Une hausse inquiétante de l’infertilité ?
Aujourd’hui un couple sur huit consulte pour des problèmes de fertilité selon l’INSERM. Assiste-t-on pour autant à une hausse de l’infertilité ?
En France, entre 1989 et 2005, la concentration de spermatozoïdes chez les hommes a diminué de 32,2 %, selon une enquête de Santé publique France (2018). À cela s’ajoute une augmentation des malformations génitales, pubertés précoces, problèmes de testicules… La fertilité humaine est en danger selon plusieurs études. Pour André Cicolella, toxicologue, « la principale explication est le rôle des perturbateurs endocriniens ». Pesticides, plastiques, cosmétiques viendraient perturber les équilibres hormonaux. On connaît l’effet néfaste de certaines substances chimiques comme le plomb, l’éther présent dans des colles, peintures, pesticides, ou encore le bisphénol A, interdit en France mais encore présent dans de nombreux emballages plastiques importés. Néanmoins, les recherches sur les perturbateurs endocriniens en sont encore à leurs prémices, et sont particulièrement complexes, car nous sommes exposés tout au long de notre vie à un cocktail de milliers de molécules chimiques. Difficile donc d’isoler celles qui auraient un impact sur notre fertilité.
Une hausse des consultations plutôt que de l’infertilité
Pour Charlotte Sonigo, médecin de la reproduction et chercheur à l’INSERM, « on ne peut pas dire avec certitude que l’infertilité est en hausse. Ce qui est sûr, c’est que de plus en plus de couples consultent pour infertilité ». Et la principale explication à ces consultations est l’augmentation de l’âge de la première grossesse : « De plus en plus de femmes de plus de 35 ans veulent être enceintes », constate le médecin.
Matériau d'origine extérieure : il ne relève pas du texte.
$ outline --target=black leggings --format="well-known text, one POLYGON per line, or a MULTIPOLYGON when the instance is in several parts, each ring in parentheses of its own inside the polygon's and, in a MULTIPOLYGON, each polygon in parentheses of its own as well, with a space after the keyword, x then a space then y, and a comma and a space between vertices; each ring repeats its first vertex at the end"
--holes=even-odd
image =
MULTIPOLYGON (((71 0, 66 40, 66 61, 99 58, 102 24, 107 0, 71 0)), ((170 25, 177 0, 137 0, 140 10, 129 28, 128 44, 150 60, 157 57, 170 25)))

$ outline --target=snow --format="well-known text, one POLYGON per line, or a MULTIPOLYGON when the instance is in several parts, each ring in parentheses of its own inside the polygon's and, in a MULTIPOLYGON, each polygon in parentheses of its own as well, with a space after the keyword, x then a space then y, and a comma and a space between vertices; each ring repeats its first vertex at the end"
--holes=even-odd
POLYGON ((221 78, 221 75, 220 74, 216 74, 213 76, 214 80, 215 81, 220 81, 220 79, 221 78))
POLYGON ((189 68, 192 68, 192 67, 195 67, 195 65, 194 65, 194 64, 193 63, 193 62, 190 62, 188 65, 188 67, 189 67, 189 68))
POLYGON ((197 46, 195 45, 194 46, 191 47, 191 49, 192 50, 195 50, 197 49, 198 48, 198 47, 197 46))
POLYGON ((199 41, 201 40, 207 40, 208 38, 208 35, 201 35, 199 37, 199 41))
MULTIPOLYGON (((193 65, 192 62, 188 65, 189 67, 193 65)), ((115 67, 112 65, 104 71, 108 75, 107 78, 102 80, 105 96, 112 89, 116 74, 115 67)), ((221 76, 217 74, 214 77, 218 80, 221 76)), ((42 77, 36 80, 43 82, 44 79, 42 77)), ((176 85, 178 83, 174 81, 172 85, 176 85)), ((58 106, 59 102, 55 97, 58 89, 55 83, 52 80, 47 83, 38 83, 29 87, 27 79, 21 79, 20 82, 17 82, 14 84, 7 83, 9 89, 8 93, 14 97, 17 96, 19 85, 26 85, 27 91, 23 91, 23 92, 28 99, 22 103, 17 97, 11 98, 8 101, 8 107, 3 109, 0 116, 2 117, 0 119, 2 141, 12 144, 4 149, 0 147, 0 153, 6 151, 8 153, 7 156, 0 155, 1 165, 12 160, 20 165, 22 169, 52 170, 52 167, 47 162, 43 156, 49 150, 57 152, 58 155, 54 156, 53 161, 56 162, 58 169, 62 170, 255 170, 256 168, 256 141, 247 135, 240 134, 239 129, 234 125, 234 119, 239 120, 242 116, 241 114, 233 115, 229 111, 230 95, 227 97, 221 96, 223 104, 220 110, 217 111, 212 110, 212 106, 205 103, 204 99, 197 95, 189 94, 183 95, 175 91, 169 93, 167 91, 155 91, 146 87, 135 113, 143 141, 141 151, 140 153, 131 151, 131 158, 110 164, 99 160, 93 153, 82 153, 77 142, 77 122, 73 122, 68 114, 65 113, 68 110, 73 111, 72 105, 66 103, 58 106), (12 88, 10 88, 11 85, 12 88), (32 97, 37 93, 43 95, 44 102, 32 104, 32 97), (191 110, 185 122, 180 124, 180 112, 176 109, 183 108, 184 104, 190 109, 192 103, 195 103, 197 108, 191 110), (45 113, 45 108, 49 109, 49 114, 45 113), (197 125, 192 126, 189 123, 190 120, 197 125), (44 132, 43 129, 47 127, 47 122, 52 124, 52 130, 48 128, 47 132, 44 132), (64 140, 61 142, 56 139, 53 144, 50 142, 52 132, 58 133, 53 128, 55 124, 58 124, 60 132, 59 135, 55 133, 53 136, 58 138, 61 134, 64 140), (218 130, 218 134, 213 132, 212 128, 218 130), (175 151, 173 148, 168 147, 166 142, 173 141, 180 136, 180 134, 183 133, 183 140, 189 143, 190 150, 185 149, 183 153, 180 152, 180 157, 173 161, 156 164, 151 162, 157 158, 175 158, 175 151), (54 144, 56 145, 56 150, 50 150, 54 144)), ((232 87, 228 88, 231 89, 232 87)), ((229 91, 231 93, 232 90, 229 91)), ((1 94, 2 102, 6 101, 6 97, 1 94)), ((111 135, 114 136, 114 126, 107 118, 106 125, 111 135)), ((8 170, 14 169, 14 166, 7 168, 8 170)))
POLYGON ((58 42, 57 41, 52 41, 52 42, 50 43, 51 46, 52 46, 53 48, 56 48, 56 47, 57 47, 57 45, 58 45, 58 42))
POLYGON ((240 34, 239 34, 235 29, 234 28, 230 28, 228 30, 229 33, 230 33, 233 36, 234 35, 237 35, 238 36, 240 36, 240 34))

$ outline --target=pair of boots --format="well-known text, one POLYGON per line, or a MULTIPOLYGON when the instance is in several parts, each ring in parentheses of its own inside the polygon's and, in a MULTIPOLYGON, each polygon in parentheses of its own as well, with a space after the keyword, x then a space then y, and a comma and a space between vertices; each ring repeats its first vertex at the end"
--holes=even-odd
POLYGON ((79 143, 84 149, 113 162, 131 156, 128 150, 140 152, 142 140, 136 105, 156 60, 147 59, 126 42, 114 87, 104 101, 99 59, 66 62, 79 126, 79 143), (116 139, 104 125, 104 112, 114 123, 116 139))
Les recherches sur les perturbateurs endocriniens débutent juste.
Or la fertilité chute drastiquement après 35 ans, les contraignant à passer par l’AMP. En cause : des études féminines plus longues, l’envie de faire carrière, mais aussi des couples plus fragiles. Les gynécologues-obstétriciens, comme René Frydman, signalent également une méconnaissance, nouvelle, de l’horloge biologique. Il préconise donc que, « de la même façon que tous les Français de plus de 50 ans reçoivent une lettre pour se faire dépister du cancer du côlon, les femmes pourraient recevoir un courrier les informant sur la baisse de leur fécondité dans les années à venir, pour que nous n’ayons plus face à nous des patientes disant qu’elles ne savaient pas ».
Autre explication à cette hausse des consultations : l’infertilité « n’est plus tabou », constate Charlotte Sonigo. À cela s’ajoute une « anxiété à ne pas avoir d’enfant rapidement, analyse Virginie Rozée, sociologue spécialiste du sujet à l’INED. En effet, la contraception donne l’impression que l’on peut décider quand avoir des enfants, et crée l’illusion de tout contrôler. Certaines femmes croient qu’elles seront enceintes immédiatement après avoir stoppé leur contraception ». Mais la fertilité est complexe et cela peut prendre du temps. Anxieux, certains couples demandent l’aide de la technique rapidement, alors qu’ils auraient pu s’en passer. « Les gens sont moins patients, confirme Charlotte Sonigo. De manière générale, on recourt plus rapidement qu’avant à la technique et les diagnostics d’infertilité sont posés plus vite. Ainsi, jusqu’en 2010, l’OMS considérait que l’on était infertile après deux ans de relations sexuelles non protégées. Aujourd’hui, un an suffit ».